Chase Bank/Lytton Savings, Hollywood | Los Angeles Conservancy
Photo by Adrian Scott Fine/L.A. Conservancy

Chase Bank/Lytton Savings, Hollywood

With its dramatic, folded plate concrete roof and glass-walled banking floor, the former Lytton Savings was a striking departure from traditional bank design when it opened in 1960. 

As financial institutions nationwide analyzed the need for progressive banking methods following World War II, architects responded by radically reinventing the bank’s form. Lytton Savings (as part of larger Lytton Center) typified these national postwar banking trends through its modern architectural design, transparency, and integrated art component, and is one of Los Angeles’ earliest remaining examples of this transformative shift in postwar-era bank design.

Located at the corner of Sunset and Crescent Heights Boulevards at the western edge of Hollywood, Lytton Savings and larger Lytton Center occupies the former site of the Garden of Allah; the storied Hollywood inn with surrounding villas was purchased by Lytton in 1959 and razed to make way for the firm’s new home office.

Lytton Savings typifies the national banking trends in the postwar years.

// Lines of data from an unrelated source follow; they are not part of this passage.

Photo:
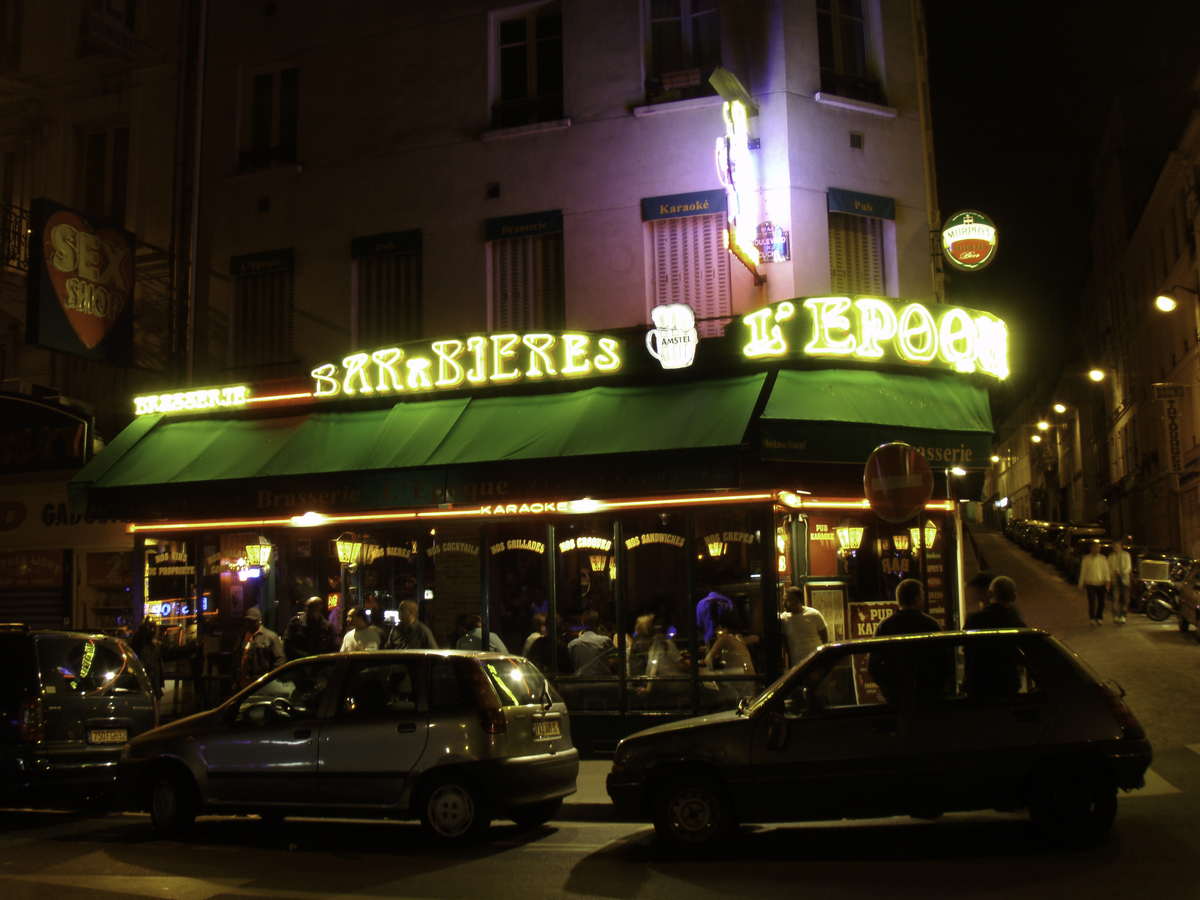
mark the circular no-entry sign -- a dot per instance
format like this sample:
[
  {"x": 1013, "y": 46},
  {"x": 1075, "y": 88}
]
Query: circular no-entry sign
[{"x": 898, "y": 481}]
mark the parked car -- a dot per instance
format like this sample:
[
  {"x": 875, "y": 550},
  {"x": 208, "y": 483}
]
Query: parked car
[
  {"x": 973, "y": 720},
  {"x": 69, "y": 702},
  {"x": 451, "y": 738}
]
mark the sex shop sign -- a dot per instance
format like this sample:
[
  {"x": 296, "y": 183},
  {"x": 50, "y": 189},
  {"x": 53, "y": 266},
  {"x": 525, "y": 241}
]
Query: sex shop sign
[{"x": 81, "y": 285}]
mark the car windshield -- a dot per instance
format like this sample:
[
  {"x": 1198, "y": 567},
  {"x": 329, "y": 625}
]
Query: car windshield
[{"x": 87, "y": 666}]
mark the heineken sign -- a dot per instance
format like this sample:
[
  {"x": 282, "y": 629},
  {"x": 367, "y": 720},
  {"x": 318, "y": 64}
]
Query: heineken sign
[{"x": 969, "y": 240}]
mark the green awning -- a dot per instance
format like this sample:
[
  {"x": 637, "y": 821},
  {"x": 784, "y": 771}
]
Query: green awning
[
  {"x": 163, "y": 451},
  {"x": 841, "y": 415}
]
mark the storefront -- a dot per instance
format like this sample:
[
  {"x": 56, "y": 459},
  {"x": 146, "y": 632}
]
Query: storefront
[{"x": 660, "y": 489}]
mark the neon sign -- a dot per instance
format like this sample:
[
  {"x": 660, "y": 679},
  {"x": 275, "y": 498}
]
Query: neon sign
[
  {"x": 189, "y": 401},
  {"x": 874, "y": 329},
  {"x": 471, "y": 361}
]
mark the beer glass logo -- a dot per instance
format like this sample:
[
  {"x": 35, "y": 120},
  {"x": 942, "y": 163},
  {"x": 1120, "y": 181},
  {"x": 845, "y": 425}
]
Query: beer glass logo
[{"x": 675, "y": 331}]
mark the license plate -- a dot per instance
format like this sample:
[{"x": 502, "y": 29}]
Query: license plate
[{"x": 108, "y": 736}]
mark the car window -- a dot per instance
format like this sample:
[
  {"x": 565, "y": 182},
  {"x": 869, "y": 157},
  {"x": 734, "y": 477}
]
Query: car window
[
  {"x": 381, "y": 690},
  {"x": 293, "y": 693},
  {"x": 87, "y": 666}
]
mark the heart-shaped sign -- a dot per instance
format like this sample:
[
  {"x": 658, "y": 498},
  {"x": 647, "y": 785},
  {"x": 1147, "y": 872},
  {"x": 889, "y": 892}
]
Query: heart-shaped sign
[{"x": 91, "y": 273}]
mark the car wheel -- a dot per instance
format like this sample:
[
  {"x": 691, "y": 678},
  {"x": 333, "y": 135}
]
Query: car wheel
[
  {"x": 1073, "y": 804},
  {"x": 693, "y": 813},
  {"x": 173, "y": 804},
  {"x": 537, "y": 814},
  {"x": 454, "y": 810}
]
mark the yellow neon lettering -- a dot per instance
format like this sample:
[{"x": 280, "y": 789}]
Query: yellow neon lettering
[
  {"x": 957, "y": 336},
  {"x": 419, "y": 375},
  {"x": 327, "y": 385},
  {"x": 610, "y": 357},
  {"x": 450, "y": 372},
  {"x": 575, "y": 355},
  {"x": 917, "y": 323},
  {"x": 390, "y": 377},
  {"x": 877, "y": 323},
  {"x": 357, "y": 367},
  {"x": 828, "y": 316},
  {"x": 540, "y": 347},
  {"x": 478, "y": 348},
  {"x": 504, "y": 351}
]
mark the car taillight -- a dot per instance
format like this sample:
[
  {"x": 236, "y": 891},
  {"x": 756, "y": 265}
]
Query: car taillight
[
  {"x": 1129, "y": 725},
  {"x": 31, "y": 725}
]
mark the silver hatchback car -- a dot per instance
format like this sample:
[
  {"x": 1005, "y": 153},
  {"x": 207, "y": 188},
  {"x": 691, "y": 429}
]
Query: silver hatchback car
[{"x": 451, "y": 738}]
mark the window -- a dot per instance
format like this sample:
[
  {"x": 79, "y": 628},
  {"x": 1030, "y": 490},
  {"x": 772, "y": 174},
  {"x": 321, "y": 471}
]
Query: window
[
  {"x": 105, "y": 180},
  {"x": 263, "y": 304},
  {"x": 388, "y": 289},
  {"x": 528, "y": 78},
  {"x": 271, "y": 105},
  {"x": 691, "y": 267},
  {"x": 685, "y": 47},
  {"x": 528, "y": 283},
  {"x": 856, "y": 255},
  {"x": 843, "y": 46}
]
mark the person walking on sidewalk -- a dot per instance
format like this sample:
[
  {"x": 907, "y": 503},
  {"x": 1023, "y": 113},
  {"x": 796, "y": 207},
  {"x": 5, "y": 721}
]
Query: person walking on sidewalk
[
  {"x": 1096, "y": 579},
  {"x": 1120, "y": 569}
]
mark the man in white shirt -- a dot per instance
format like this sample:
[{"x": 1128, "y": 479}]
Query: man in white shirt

Lytton Savings, like Home Savings, California Federal, Great Western, and others, was a savings and loan financial institution that grew after World War II as an alternative to traditional banks. The savings and loans specialized in long-term personal lending, like savings accounts, certificates of deposits, and home mortgages, in contrast to traditional banks that focused on commercial and business clients.

Savings and loans were in high demand in the postwar years, as they financed the massive residential development boom. Their growth, along with the growth of the region, translated to the need for increased office space. Lytton Savings constructed the building on Sunset Boulevard as a new home office (as part of the larger Lytton Center), reflecting its modernity in the architectural design, transparency, and integrated art component. It is one of Los Angeles’ earliest remaining examples of this transformative shift in postwar-era bank design.

Company president Bart Lytton, an enthusiastic supporter of the arts, selected architect Kurt W. Meyer of the firm Hagman & Meyer, along with interior designer Adele Faulkner. Meyer’s design is unabashedly modern, using contrasting building materials and modernist forms. The building’s folded plate concrete roof, supported by slender vertical piers, caps a glass-walled façade of clerestories and ground-floor glazing offset by a mid-level band of book-matched, polished travertine that wraps around the building’s front and sides. Bouquet Canyon stone provides a contrasting texture on first floor walls flanking the central, glass-walled façade.

The building’s three-level interior is divided into a full-height banking floor inside the Sunset Boulevard entrance, which receives natural light from the clerestories and expansive glazing along the ground floor, and two upper levels of office and administrative spaces located beyond the banking floor. 

The more prominent of postwar-era bank buildings popularized the integration of abstract art components in the 1960s. At Lytton Savings, the banking floor contains a monumental dalle de verre (faceted glass) and concrete screen designed by acclaimed artist-craftsman Roger Darricarrere, who was one of the first practitioners of this type of stained glass technique in the United States. 

The 8 foot by 50 foot screen, which is significant as Darricarrere’s first commercial commission, is illuminated internally and serves both as an integrated component of abstract art and to separate the ground level public area from that containing the executive offices. Darricarrere later designed the monumental skylight for the now-demolished Columbia Savings Building on the Miracle Mile.

Following Lytton Savings’ completion in 1960, a commercial phase of development commenced at the rear of the site with the construction of a retail plaza, though a 12-story office tower proposed to rise above the plaza shops was never built. Lytton Savings later operated as a branch of Great Western Savings and more recently as Washington Mutual before being acquired by Chase.

Lytton Savings remains a significant example of postwar-era bank design in Los Angeles.  Other notable postwar-era bank structures by Meyer’s architecture firm, which became Kurt Meyer and Associates in 1963, include the Pomona regional office of Lytton Savings (1964) and the New Formalist style Financial Savings Building in Culver City (1966).  His Brutalist style Liberty Savings Building in West Los Angeles (1966), which is a seven-story office tower, is significant for its use of concrete.